3-24-19 Church for the Thirsty

Church for the Thirsty

Jay P. Rowland

Psalm 63:1-8   &   Isaiah 55:1-9 (selected verses)

March 24, 2019

 

Every once in a while, I’ll happen to visit someone in the hospital at a time when they are not allowed any liquids, not even a sip.   

There’s always a medical reason for this of course—pre-op, post-op, upcoming scan, etc.  Sometimes ice chips are okay; sometimes ice chips are NOT OKAY—and so only a swab of some mysterious liquid is permitted to keep mouth and lips moist for comfort. Those who’ve experienced this hospital protocol know what we can all assume, which is how utterly unsatisfying a little swab or a small ice chip is compared to the MONSTER THIRST PARCHING away. 

Thirst gets our attention and demands immediate action in a way that few other things can. When we were parched or caught with a dry throat or mouth, our attention to anything else is partial at best until that gets remedied. And then there’s also the feeling that comes when we’re not allowed water so it becomes almost torturous and desperately obsessed over because we cannot have it (whether it be due to hospital protocol or some other situation).  

The same dynamic applies to our spiritual thirst.  The Psalmist expresses this today with lyrical power:

my soul thirsts for you O God;

my flesh faints for you,

as in a dry and weary land

   where there is no water. 

The ancients figured out fairly early on that human nature has an awful tendency to look to almost anything and everything other than God to satisfy our innate thirst for God.  Which, they also attest, creates all kinds of problems for us because nothing beside God can assuage our thirst for God (which is an excellent rationale for the First Commandment).   

From the psalmists, to Augustine and to C. S. Lewis, all spiritual wisdom agrees that what we do with our thirst for God, how we seek to satisfy that thirst, shapes our lives for the better or for the worse. (see Rev. Dr. Tim Smith’s www.waterfromrock.org, and the blog post “Thirsty” published 3/4/19)  

Church is a gathering place of the spiritually thirsty.  And that’s good. That’s how it’s supposed to be. But this means church is a gathering of broken, flawed, mistake-prone people.  Jesus describes this community as being for those who are sick rather than those who are well (Mark 2:17).  But we don’t seem willing to accept this.  We hide our authentic selves (our authentic thirst for God), behind a façade of “everything’s fine” which defeats the whole purpose of a faith community.  

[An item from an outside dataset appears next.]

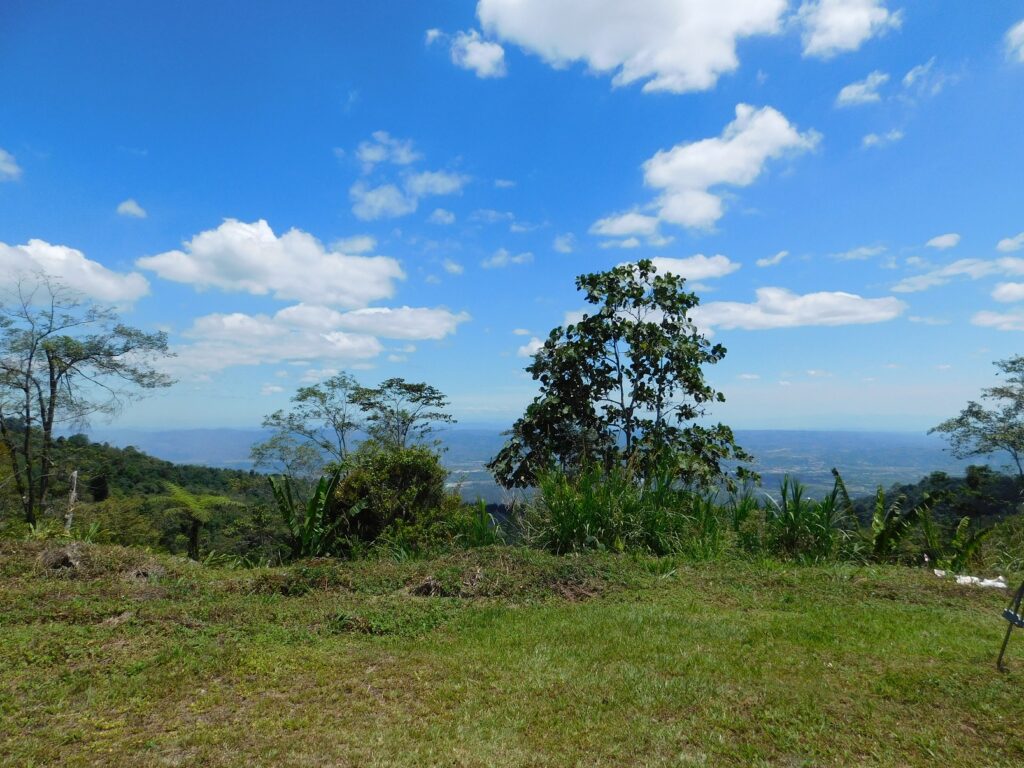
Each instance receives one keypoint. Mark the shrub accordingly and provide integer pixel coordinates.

I’m not saying this is bad or “wrong” … it’s just an observation. I contribute to it also.  But deep down I see church as a microcosm of the story of creation in Genesis:  In the beginning, all was chaos, a formless void. Then God said, “let there be light” and “let there be (water and life and plants and animals and humanity)”.  God creates out of nothing. God brings light out of darkness, order out of chaos, life out of death.  And that’s how I see the church—the one hidden behind our facades. In the real world, church is subject to chaos, it’s messy, unmanageable, broken—utterly dependent upon God for life and sustenance. 

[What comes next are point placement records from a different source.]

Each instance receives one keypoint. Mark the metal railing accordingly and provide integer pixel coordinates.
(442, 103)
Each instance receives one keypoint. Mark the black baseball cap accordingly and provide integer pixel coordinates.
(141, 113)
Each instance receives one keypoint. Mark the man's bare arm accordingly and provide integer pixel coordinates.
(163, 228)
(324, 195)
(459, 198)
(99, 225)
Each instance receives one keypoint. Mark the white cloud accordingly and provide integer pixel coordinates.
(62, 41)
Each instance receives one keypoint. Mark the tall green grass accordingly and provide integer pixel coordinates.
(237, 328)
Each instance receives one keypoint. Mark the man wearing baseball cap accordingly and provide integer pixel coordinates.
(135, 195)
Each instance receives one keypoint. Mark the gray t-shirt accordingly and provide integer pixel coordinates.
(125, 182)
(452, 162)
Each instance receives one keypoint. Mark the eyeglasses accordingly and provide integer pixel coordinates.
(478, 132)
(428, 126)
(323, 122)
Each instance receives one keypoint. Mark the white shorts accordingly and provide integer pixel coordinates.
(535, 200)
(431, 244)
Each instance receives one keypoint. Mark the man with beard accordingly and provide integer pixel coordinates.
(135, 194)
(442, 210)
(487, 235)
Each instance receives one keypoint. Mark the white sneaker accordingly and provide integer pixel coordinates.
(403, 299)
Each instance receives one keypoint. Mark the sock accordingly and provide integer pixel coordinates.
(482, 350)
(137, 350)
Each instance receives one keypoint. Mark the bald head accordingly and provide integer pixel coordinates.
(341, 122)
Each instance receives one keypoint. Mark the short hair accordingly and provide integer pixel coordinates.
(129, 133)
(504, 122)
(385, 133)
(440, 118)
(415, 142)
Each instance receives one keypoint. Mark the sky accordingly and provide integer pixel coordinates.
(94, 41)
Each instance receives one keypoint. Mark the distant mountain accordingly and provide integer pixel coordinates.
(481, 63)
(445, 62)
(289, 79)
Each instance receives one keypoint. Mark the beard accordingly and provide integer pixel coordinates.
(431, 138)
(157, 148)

Church and worship function best in tandem with other resources and other aspects of church, as well as with resources outside of church, “out there” where God is on the move, always up to something, always offering the sacred and the holy through unlikely people, places and ways.  

We all come away from church acutely aware of how well or how poorly we feel it connects with whatever we’re struggling with.  On any given Sunday in any church, it’s a hit or miss proposition.  On any given Sunday, some leave church feeling like they just drank deeply from a deep well of fresh cool spiritual water, while others leave that exact same experience just as thirsty as they arrived (or perhaps only a mere ice chip or moist swab’s worth).   

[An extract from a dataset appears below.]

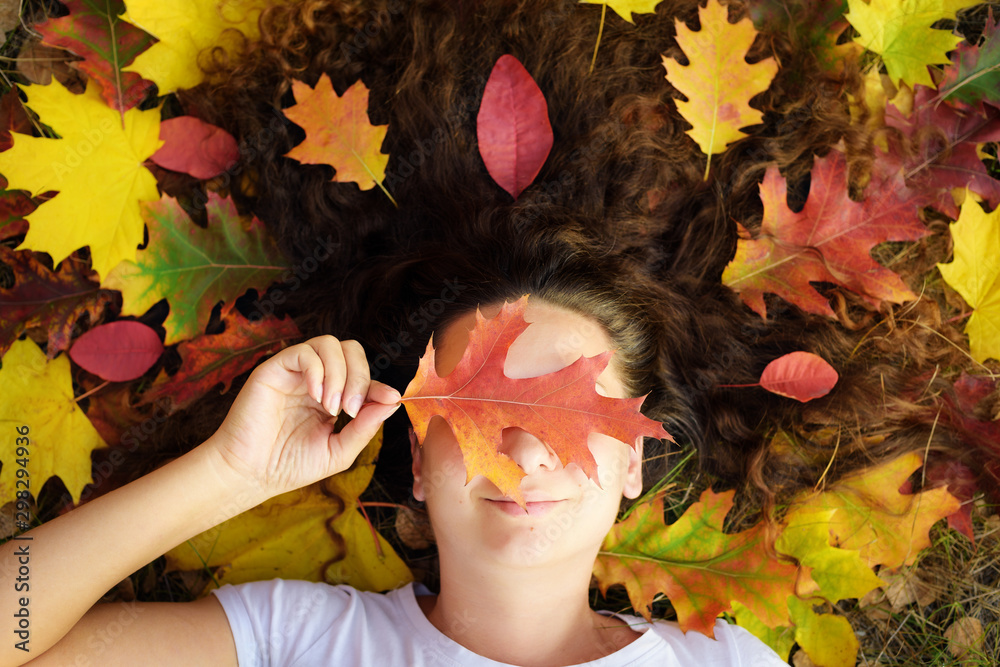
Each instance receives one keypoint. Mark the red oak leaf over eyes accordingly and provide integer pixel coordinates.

Worship at its best can provide draughts of living water through scripture, prayer, liturgy, ritual, music, singing, hymns, preaching, sacrament, fellowship, etc.  At its best church can be a deep well of living water for the parched in spirit.  

At the same time, it also seems as if we have yet to figure out a structure or forum which appropriately allows us to share or channel our struggles and sufferings into the light of church and worship.  We have become adept at engaging worship/church in a way that allows us to anonymously and privately receive comfort in our spiritual anguish, while also keeping it safely hidden.    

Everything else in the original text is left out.